Plus, are you honestly and truly ready for a game run by robot overlords? Think about it for a second, maybe even two. Are you actually comfortable with that? And then are you good with uniforms covered with sensors that measure legal and illegal blows via PSI meter? When do you honestly believe that too much has finally been achieved?
No, I don’t know the answer either, but the game is heading that way inexorably and mercilessly, because the current state of affairs is becoming intolerable.
The simplified rulebook fix, frankly, may be the only way out, and we say “may” only because of the elephant in the room, which is that football in any state may simply beyond our ability to control any longer. Live with that post-apocalyptic view a minute and see if you don’t reassess curling.
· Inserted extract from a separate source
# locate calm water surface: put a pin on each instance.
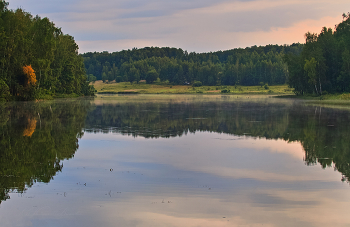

Our own position is that the competition committee should allow officials to eject coaches for acting the twitchy jackass on a weekly basis. It doesn’t help the game necessarily, but Harbaugh is to sideline demeanor as Richard Sherman is to postgame soliloquies, and it is impossible for every call Harbaugh seizes up about to be incorrect. Jim, you’re 50. Act it, or suit up.
But hey, we’ll get the Bowman Asterisk this spring to cover then one play a year when a loose ball lands in a player’s lap in plain view. That’ll fix . . . well, nothing. But isn’t that par for the course with a sport that doesn't even know what it is legally allowed to permit any longer?